Steamed pork ribs with fermented black beans – dou chi zheng pai gu
Leave some fat on the pork ribs, as this will give a smoother texture to the cooked meat. Cooked together with fragrant garlic and other seasoning ingredients, this goes very well with steamed rice too.
– Pork ribs 600 g (1 lb 52/5 oz)
– Potato starch 20 g (2/3 oz)
– Minced garlic 20 g (2/3 oz)
– Fermented black beans 1 Tbsp, rinsed
– Pickled plum 1, de-seeded and chopped
– Sesame oil a dash
– Ground white pepper a dash
– Red chilli 1, de-seeded and sliced
– Potato starch 10 g (1/3 oz)
– Salt 6 g (1/5 oz)
– Chicken powder 6 g (1/5 oz)
– Sugar 16 g (1/2 oz)
Cut pork ribs into bite-size pieces.
Marinate pork ribs with potato starch for about half an hour.
Meanwhile, fry half of the garlic until browned and fragrant. Mix with raw garlic and set aside.

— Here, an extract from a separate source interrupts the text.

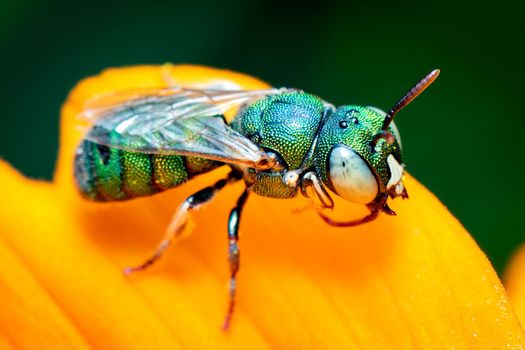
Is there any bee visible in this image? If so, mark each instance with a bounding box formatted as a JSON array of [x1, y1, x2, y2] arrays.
[[74, 69, 439, 329]]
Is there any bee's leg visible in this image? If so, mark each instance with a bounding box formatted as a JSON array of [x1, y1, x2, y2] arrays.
[[319, 207, 380, 227], [319, 193, 392, 227], [124, 172, 241, 274], [222, 188, 249, 331], [300, 171, 334, 210]]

Fry fermented black beans until fragrant. Set aside.
Rinse marinated pork ribs under running water and drain well.
Add seasoning ingredients and mix well.
Mix in remaining ingredients, except chilli slices, and steam for 8 minutes over medium heat.
Garnish with chilli slices and serve immediately.